Aeolus Pharmaceuticals is developing a new class of broad-spectrum, catalytic-antioxidant compounds that protect healthy tissue from the damaging effects of radiation. Its first compound, AEOL 10150, is being developed, with funding by the US Department of Health and Human Services, as a medical countermeasure against chemical and radiological weapons, where its initial target indications are as a protective agent against the effects of acute radiation syndrome and delayed effects of acute radiation exposure. Aeolus' strategy is to leverage the substantial investment in toxicology, manufacturing, and preclinical and clinical studies made by US Government agencies in AEOL 10150, including the contract with BARDA valued, with options, at up to $118.4 million, to efficiently develop the compound for use in oncology. For more information, please visit Aeolus's corporate website at www.aolsrx.com.

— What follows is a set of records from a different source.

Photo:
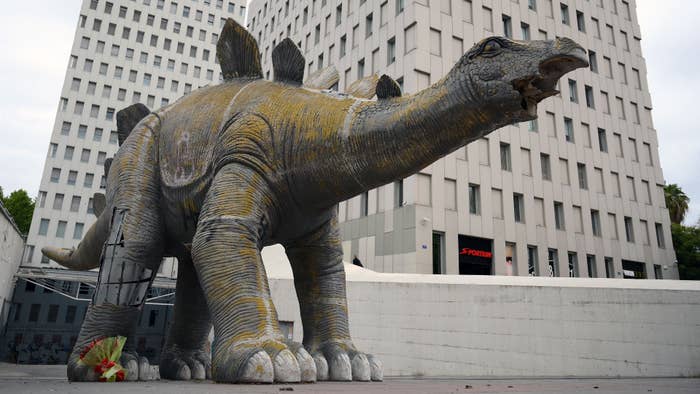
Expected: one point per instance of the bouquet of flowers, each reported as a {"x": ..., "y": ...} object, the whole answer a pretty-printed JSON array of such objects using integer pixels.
[{"x": 102, "y": 355}]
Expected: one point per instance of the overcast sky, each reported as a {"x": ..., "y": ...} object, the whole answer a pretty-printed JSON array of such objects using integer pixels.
[{"x": 36, "y": 36}]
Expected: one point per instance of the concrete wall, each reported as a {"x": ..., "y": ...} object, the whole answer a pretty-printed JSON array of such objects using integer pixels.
[
  {"x": 447, "y": 325},
  {"x": 11, "y": 247}
]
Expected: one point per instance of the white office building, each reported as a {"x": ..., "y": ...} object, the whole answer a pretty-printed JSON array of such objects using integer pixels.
[
  {"x": 124, "y": 52},
  {"x": 577, "y": 193}
]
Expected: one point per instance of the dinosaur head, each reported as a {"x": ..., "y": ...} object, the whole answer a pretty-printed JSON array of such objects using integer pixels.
[{"x": 509, "y": 78}]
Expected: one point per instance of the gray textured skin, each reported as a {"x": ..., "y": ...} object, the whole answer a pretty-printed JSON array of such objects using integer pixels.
[{"x": 232, "y": 168}]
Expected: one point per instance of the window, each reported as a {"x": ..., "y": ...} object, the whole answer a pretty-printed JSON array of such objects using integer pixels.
[
  {"x": 532, "y": 261},
  {"x": 573, "y": 91},
  {"x": 55, "y": 174},
  {"x": 553, "y": 262},
  {"x": 578, "y": 219},
  {"x": 568, "y": 130},
  {"x": 580, "y": 21},
  {"x": 68, "y": 153},
  {"x": 595, "y": 223},
  {"x": 43, "y": 226},
  {"x": 609, "y": 268},
  {"x": 75, "y": 203},
  {"x": 364, "y": 204},
  {"x": 391, "y": 51},
  {"x": 53, "y": 148},
  {"x": 559, "y": 216},
  {"x": 564, "y": 171},
  {"x": 633, "y": 149},
  {"x": 518, "y": 208},
  {"x": 474, "y": 199},
  {"x": 58, "y": 201},
  {"x": 582, "y": 176},
  {"x": 591, "y": 264},
  {"x": 526, "y": 161},
  {"x": 410, "y": 38},
  {"x": 602, "y": 140},
  {"x": 488, "y": 18},
  {"x": 618, "y": 144},
  {"x": 632, "y": 190},
  {"x": 153, "y": 316},
  {"x": 599, "y": 181},
  {"x": 593, "y": 61},
  {"x": 507, "y": 26},
  {"x": 564, "y": 14},
  {"x": 398, "y": 194},
  {"x": 590, "y": 100},
  {"x": 87, "y": 182},
  {"x": 61, "y": 229},
  {"x": 629, "y": 229},
  {"x": 645, "y": 231},
  {"x": 343, "y": 45},
  {"x": 78, "y": 231},
  {"x": 660, "y": 242},
  {"x": 368, "y": 25},
  {"x": 34, "y": 311},
  {"x": 616, "y": 184},
  {"x": 525, "y": 31},
  {"x": 505, "y": 157},
  {"x": 573, "y": 265},
  {"x": 546, "y": 167},
  {"x": 533, "y": 126},
  {"x": 400, "y": 5},
  {"x": 70, "y": 314}
]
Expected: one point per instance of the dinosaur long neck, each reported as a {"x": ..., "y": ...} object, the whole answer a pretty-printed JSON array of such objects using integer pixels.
[{"x": 391, "y": 139}]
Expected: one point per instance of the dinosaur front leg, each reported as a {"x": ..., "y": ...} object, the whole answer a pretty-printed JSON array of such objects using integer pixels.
[
  {"x": 185, "y": 355},
  {"x": 130, "y": 256},
  {"x": 319, "y": 278},
  {"x": 248, "y": 345}
]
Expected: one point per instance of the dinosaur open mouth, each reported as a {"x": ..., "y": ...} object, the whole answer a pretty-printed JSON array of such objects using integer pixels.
[{"x": 536, "y": 88}]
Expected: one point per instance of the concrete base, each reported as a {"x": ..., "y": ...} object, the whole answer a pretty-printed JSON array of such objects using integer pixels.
[
  {"x": 39, "y": 379},
  {"x": 450, "y": 325}
]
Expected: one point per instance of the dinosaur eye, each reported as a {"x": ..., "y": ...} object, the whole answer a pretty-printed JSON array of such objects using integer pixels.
[{"x": 492, "y": 46}]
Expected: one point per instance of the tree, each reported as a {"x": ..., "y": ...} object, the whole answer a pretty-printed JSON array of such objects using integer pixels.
[
  {"x": 676, "y": 202},
  {"x": 686, "y": 242},
  {"x": 21, "y": 207}
]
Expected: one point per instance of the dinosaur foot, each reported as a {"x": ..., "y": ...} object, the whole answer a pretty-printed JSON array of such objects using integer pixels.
[
  {"x": 178, "y": 364},
  {"x": 137, "y": 368},
  {"x": 334, "y": 362},
  {"x": 264, "y": 362}
]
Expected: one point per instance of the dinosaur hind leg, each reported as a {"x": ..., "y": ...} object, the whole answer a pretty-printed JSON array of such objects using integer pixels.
[
  {"x": 130, "y": 256},
  {"x": 185, "y": 355},
  {"x": 319, "y": 279},
  {"x": 248, "y": 345}
]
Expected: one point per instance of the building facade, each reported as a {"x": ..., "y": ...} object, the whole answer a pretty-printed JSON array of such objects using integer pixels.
[
  {"x": 124, "y": 52},
  {"x": 49, "y": 309},
  {"x": 12, "y": 246},
  {"x": 579, "y": 192}
]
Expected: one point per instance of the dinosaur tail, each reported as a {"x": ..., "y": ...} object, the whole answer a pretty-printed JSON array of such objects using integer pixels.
[{"x": 87, "y": 255}]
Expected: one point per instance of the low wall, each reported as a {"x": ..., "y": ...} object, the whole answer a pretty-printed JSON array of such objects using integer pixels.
[{"x": 426, "y": 325}]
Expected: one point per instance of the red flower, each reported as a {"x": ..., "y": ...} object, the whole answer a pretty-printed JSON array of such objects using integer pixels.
[
  {"x": 89, "y": 347},
  {"x": 104, "y": 366}
]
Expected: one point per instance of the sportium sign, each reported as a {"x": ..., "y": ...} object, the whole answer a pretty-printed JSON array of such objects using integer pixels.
[{"x": 475, "y": 256}]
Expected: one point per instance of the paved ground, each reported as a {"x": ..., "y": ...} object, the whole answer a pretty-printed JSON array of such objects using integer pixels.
[{"x": 20, "y": 379}]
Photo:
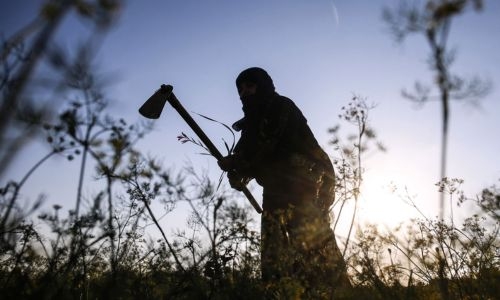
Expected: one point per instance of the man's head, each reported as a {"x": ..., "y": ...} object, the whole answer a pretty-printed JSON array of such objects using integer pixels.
[{"x": 254, "y": 80}]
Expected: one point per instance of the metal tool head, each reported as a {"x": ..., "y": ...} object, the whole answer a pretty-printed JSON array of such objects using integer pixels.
[{"x": 153, "y": 107}]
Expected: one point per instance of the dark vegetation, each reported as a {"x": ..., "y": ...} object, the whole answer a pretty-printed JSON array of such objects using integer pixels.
[{"x": 111, "y": 245}]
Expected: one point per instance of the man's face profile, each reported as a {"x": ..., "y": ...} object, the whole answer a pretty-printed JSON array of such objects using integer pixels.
[{"x": 247, "y": 89}]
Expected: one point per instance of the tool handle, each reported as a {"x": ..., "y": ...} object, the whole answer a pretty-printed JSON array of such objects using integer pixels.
[{"x": 172, "y": 99}]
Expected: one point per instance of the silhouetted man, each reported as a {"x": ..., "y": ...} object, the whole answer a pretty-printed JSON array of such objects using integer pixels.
[{"x": 278, "y": 149}]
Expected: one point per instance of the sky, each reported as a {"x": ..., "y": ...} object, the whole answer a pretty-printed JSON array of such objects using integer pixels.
[{"x": 319, "y": 53}]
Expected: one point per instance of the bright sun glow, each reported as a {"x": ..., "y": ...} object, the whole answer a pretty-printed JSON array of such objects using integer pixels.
[{"x": 381, "y": 203}]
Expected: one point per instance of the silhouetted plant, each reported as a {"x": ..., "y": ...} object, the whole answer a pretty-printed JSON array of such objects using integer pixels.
[{"x": 432, "y": 19}]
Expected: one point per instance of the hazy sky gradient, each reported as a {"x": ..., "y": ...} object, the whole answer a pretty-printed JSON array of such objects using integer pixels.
[{"x": 320, "y": 53}]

Forward-Looking Statements

The statements in this press release that are not purely statements of historical fact are forward-looking statements. Such statements include, but are not limited to, those relating to Aeolus' product candidates, as well as its proprietary technologies and research programs, the Company's initiation or potential initiation of large efficacy studies in mice and NHPs, as well as a phase 1 study in healthy volunteers, the BARDA contract, and the expected use of proceeds from the financing. Such forward-looking statements involve known and unknown risks, uncertainties and other factors that may cause Aeolus' actual results to be materially different from historical results or from any results expressed or implied by such forward-looking statements. Important factors that could cause results to differ include risks associated with uncertainties of progress and timing of clinical trials, scientific research and product development activities; difficulties or delays in development, testing and obtaining regulatory approval; the need to obtain funding for pre-clinical and clinical trials and operations; the scope and validity of intellectual property protection for Aeolus' product candidates, proprietary technologies and their uses; competition from other biopharmaceutical companies; and whether BARDA exercises one or more additional options under the its contract with Aeolus. Certain of these factors and others are more fully described in Aeolus' filings with the Securities and Exchange Commission, including, but not limited to, Aeolus' Annual Report on Form 10-K for the year ended September 30, 2014. Readers are cautioned not to place undue reliance on these forward-looking statements, which speak only as of the date hereof.